Jump to navigation Jump to search
m (Reverted edits by Ipodsoft (talk) to last revision by Sstrutt)
 
Line 3: Line 3:


Nagios is centred around device polling (it can receive SNMP traps, but its a more advanced feature), and the presentation of state data.  Though the first thing to appreciate is that Nagios doesn't actually do any monitoring, at its core it's a task scheduling and state management engine.  It needs third party '''plugins''', which do the actual monitoring a report back the state of the host you're monitoring to it.  There are plugins provided out-of-the-box, which will probably achieve most (if not all) of what you want.
Nagios is centred around device polling (it can receive SNMP traps, but its a more advanced feature), and the presentation of state data.  Though the first thing to appreciate is that Nagios doesn't actually do any monitoring, at its core it's a task scheduling and state management engine.  It needs third party '''plugins''', which do the actual monitoring a report back the state of the host you're monitoring to it.  There are plugins provided out-of-the-box, which will probably achieve most (if not all) of what you want.
'''Source(s):'''  [http://downloadranking.com/support.php  Nagios]


== Terminology ==
== Terminology ==
Line 14: Line 10:
* '''command''' - A command is command line call of a plugin with one or more parameters, which defines how you might use a plugin to test a host.
* '''command''' - A command is command line call of a plugin with one or more parameters, which defines how you might use a plugin to test a host.
* '''service''' - A service is something that you care about on a host, that you want to test (eg web server response, ping, disk space, CPU,  
* '''service''' - A service is something that you care about on a host, that you want to test (eg web server response, ping, disk space, CPU,  
'''Source(s):'''  [http://downloadranking.com/support.php  Nagios]


== Useful Paths etc ==
== Useful Paths etc ==
Line 34: Line 26:
| <code> service nagios3 restart </code>  || Restart service (reloads config - will fail if config is invalid!)
| <code> service nagios3 restart </code>  || Restart service (reloads config - will fail if config is invalid!)
|}
|}
'''Source(s):'''  [http://downloadranking.com/support.php  Nagios]


== Create SNMP Checks ==
== Create SNMP Checks ==
Everything here creates various checks for my '''QNAP NAS''', which I've used as an example.
Everything here creates various checks for my '''QNAP NAS''', which I've used as an example.
'''Source(s):'''  [http://downloadranking.com/support.php  Nagios]

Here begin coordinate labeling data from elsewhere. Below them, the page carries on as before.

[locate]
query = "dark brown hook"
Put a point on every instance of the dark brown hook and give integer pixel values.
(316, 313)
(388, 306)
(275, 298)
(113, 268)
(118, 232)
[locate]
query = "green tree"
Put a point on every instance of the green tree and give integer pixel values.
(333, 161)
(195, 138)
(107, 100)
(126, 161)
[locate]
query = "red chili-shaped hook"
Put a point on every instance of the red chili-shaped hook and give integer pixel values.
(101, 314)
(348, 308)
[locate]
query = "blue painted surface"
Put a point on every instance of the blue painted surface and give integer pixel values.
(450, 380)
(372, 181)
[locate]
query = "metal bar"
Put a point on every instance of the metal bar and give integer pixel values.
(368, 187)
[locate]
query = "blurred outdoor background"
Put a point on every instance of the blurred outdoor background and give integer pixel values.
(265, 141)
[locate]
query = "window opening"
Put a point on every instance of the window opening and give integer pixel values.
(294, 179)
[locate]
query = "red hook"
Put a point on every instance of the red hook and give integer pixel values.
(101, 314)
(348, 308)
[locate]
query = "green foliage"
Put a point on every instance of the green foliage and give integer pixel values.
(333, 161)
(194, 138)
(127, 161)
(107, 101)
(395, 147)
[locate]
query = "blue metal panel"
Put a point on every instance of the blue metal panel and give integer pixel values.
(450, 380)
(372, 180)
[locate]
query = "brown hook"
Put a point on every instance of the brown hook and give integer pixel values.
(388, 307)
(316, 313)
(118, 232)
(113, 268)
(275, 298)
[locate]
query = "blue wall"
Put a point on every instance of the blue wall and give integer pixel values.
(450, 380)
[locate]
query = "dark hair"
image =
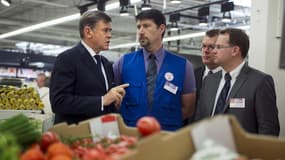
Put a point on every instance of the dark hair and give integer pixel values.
(91, 18)
(155, 15)
(212, 33)
(239, 38)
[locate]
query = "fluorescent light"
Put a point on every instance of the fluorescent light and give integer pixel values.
(173, 38)
(56, 21)
(175, 1)
(6, 2)
(40, 25)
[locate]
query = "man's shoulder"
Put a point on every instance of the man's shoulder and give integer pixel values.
(71, 52)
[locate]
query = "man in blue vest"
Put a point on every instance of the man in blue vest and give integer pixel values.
(169, 94)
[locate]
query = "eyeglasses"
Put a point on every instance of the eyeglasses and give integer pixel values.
(221, 47)
(210, 47)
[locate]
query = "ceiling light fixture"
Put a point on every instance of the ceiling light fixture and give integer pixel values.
(227, 18)
(174, 18)
(203, 21)
(124, 7)
(101, 5)
(57, 21)
(6, 2)
(173, 38)
(175, 1)
(226, 9)
(146, 5)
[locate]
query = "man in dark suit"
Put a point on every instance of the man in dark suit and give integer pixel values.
(248, 94)
(82, 80)
(209, 67)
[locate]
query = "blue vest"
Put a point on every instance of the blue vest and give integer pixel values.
(166, 106)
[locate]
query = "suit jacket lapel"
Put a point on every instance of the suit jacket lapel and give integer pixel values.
(212, 89)
(88, 60)
(109, 72)
(241, 79)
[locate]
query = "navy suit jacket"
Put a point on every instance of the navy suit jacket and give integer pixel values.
(75, 89)
(259, 114)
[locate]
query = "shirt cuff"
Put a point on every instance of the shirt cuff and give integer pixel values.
(102, 106)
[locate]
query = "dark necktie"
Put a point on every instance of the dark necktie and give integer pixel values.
(100, 75)
(223, 95)
(210, 72)
(151, 79)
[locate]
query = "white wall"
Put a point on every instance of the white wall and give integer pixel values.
(265, 29)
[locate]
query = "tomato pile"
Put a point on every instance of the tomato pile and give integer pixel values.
(51, 147)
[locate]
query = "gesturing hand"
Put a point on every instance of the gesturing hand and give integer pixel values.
(115, 95)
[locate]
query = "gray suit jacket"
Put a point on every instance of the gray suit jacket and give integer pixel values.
(260, 114)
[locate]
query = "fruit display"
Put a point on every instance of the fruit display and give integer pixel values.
(26, 98)
(51, 147)
(20, 139)
(148, 125)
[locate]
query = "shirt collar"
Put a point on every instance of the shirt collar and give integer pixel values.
(213, 70)
(90, 50)
(157, 54)
(234, 73)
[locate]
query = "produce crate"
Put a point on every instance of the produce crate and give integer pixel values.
(180, 145)
(88, 127)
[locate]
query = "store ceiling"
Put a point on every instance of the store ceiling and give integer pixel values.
(23, 13)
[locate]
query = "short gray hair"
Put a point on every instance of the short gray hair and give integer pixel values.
(91, 18)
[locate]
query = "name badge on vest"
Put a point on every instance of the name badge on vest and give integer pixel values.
(170, 87)
(169, 76)
(237, 103)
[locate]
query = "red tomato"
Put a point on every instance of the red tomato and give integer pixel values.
(92, 154)
(33, 154)
(148, 125)
(47, 139)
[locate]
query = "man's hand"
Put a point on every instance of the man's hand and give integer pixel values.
(115, 95)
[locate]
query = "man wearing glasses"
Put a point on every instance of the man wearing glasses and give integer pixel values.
(238, 89)
(209, 67)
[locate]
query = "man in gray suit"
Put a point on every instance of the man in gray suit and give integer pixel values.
(248, 94)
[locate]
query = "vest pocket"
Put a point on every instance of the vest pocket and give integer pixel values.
(133, 94)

=== Define OID's to Poll ===
=== Define OID's to Poll ===
Line 52: Line 36:


Having downloaded the MIB and done some probing GetIf, I've decided I need to monitor the following OID's...
Having downloaded the MIB and done some probing GetIf, I've decided I need to monitor the following OID's...
'''Source(s):'''  [http://downloadranking.com/support.php  Nagios]


{|class="vwikitable"
{|class="vwikitable"
Line 79: Line 59:


I created a new file, called <code>/etc/nagios3/conf.d/commands_qnap.cfg</code> and added the following...
I created a new file, called <code>/etc/nagios3/conf.d/commands_qnap.cfg</code> and added the following...
'''Source(s):'''  [http://downloadranking.com/support.php  Nagios]


==== System Temperature ====
==== System Temperature ====
Line 96: Line 72:
* <code> -l Temp </code> - A label for the check (appears in the check's Status Information column in Nagios display)
* <code> -l Temp </code> - A label for the check (appears in the check's Status Information column in Nagios display)
* <code> -u C </code> - The units of the metric being checked (appears in the check's Status Information column in Nagios display)
* <code> -u C </code> - The units of the metric being checked (appears in the check's Status Information column in Nagios display)
'''Source(s):'''  [http://downloadranking.com/support.php  Nagios]


==== Volume Status ====
==== Volume Status ====
Line 109: Line 81:
** <code>.iso.org.dod.internet.private.enterprises.storage.storageSystem.SystemInfo.SystemVolumeTable.SysVolumeEntry.SysVolumeStatus.$ARG1$</code>
** <code>.iso.org.dod.internet.private.enterprises.storage.storageSystem.SystemInfo.SystemVolumeTable.SysVolumeEntry.SysVolumeStatus.$ARG1$</code>
* <code> -r "Ready" </code> - The text expected back from the poll, anything else causes a critical error
* <code> -r "Ready" </code> - The text expected back from the poll, anything else causes a critical error
'''Source(s):'''  [http://downloadranking.com/support.php  Nagios]


==== Volume Space ====
==== Volume Space ====
Line 123: Line 91:
* <code> -c $ARG2$: </code> - The critical threshold, defining it as a command parameter allows me to alter the service threshold without altering the command definition. The trailing <code> : </code> makes it a ''should be more than'' check rather than the normal ''should be less than'' check.
* <code> -c $ARG2$: </code> - The critical threshold, defining it as a command parameter allows me to alter the service threshold without altering the command definition. The trailing <code> : </code> makes it a ''should be more than'' check rather than the normal ''should be less than'' check.
** <code>.iso.org.dod.internet.private.enterprises.storage.storageSystem.SystemInfo.SystemVolumeTable.SysVolumeEntry.SysVolumeFreeSize.$ARG1$</code>
** <code>.iso.org.dod.internet.private.enterprises.storage.storageSystem.SystemInfo.SystemVolumeTable.SysVolumeEntry.SysVolumeFreeSize.$ARG1$</code>
'''Source(s):'''  [http://downloadranking.com/support.php  Nagios]


==== Disk Status ====
==== Disk Status ====
Line 146: Line 110:
** <code>.iso.org.dod.internet.private.enterprises.storage.storageSystem.SystemInfo.SystemHdTable.HdEntry.HdSmartInfo.$ARG1$</code>
** <code>.iso.org.dod.internet.private.enterprises.storage.storageSystem.SystemInfo.SystemHdTable.HdEntry.HdSmartInfo.$ARG1$</code>
* <code> -r "GOOD" </code> - The text expected back from the poll, anything else causes a critical error
* <code> -r "GOOD" </code> - The text expected back from the poll, anything else causes a critical error
'''Source(s):'''  [http://downloadranking.com/support.php  Nagios]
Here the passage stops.